Solar overall water-splitting by a spin-hybrid all-organic semiconductor

Abstract

Abstract Direct solar-to-hydrogen (STH) conversion from pure water using all-organic heterogeneous catalysts remains elusive. The challenges are twofold: (i) full-band low-frequent photons in the solar spectrum cannot be harnessed into a unified S1 excited state for water-splitting based on the common Kasha-allowed S0→S1 excitation; (ii) the H+→H2 evolution suffers the high overpotential on pristine organic surfaces. Here, we report an organic molecular crystal nanobelt through the self-assembly of spin-one open-shell perylene diimide diradical anions (:PDI2−) and their tautomeric spin-zero closed-shell quinoid isomers (PDI2−).
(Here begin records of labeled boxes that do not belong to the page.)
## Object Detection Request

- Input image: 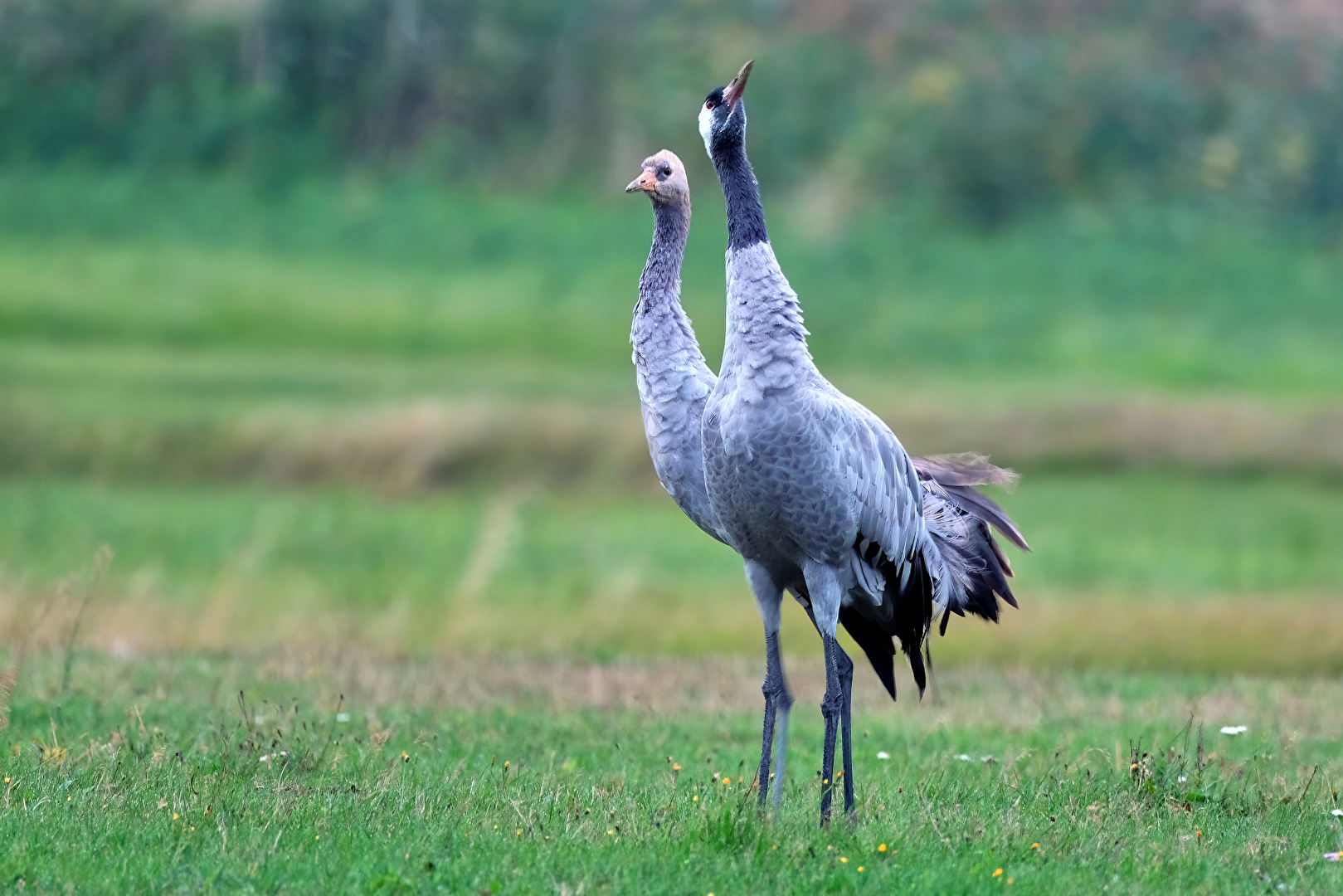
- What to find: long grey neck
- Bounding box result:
[630,202,708,373]
[712,140,770,249]
[713,141,812,378]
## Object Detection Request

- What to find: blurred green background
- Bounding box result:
[0,0,1343,672]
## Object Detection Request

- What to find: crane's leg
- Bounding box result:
[805,605,859,822]
[746,560,792,821]
[802,562,851,827]
[835,642,859,824]
[820,631,844,827]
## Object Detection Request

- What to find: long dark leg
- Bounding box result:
[835,642,859,822]
[820,633,844,827]
[746,560,792,820]
[757,631,792,820]
[807,606,857,821]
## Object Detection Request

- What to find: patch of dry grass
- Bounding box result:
[0,384,1343,493]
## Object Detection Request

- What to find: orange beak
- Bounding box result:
[625,168,658,193]
[723,59,755,109]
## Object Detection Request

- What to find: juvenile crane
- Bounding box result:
[699,61,1029,825]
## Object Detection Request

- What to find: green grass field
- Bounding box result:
[0,171,1343,896]
[0,655,1343,896]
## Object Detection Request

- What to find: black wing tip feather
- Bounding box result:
[839,607,896,700]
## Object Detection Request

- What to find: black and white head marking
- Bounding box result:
[699,87,731,158]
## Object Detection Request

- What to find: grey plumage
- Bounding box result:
[625,149,725,542]
[699,61,1024,824]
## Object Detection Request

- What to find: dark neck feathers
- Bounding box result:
[713,136,770,249]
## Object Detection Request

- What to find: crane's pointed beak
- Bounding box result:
[625,168,658,193]
[723,59,755,109]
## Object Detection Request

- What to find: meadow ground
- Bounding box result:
[0,171,1343,896]
[0,653,1343,896]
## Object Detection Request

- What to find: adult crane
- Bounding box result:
[698,61,1029,825]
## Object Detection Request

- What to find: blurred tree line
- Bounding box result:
[0,0,1343,224]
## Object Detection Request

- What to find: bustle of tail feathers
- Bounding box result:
[839,454,1030,700]
[913,454,1030,634]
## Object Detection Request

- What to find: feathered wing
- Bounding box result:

The self-assembled :PDI2−/PDI2− crystal nanobelt alters the spin-dependent excitation evolution, leading to spin-allowed S0S1→1(TT)→T1 + T1 singlet fission under visible-light (420 nm ~ 700 nm) and a spin-forbidden S0→T1 transition under NIR (700 nm ~ 1100 nm) within spin-hybrid chromophores. With a triplet-triplet annihilation upconversion, a newly formed S1 excited state on the diradical-quinoid hybrid induces the H+ reduction through a favorable hydrophilic diradical-mediated electron transfer, which enables simultaneous H2 and O2 production from pure water with an average apparent quantum yield over 1.5% under the visible-to-NIR solar spectrum.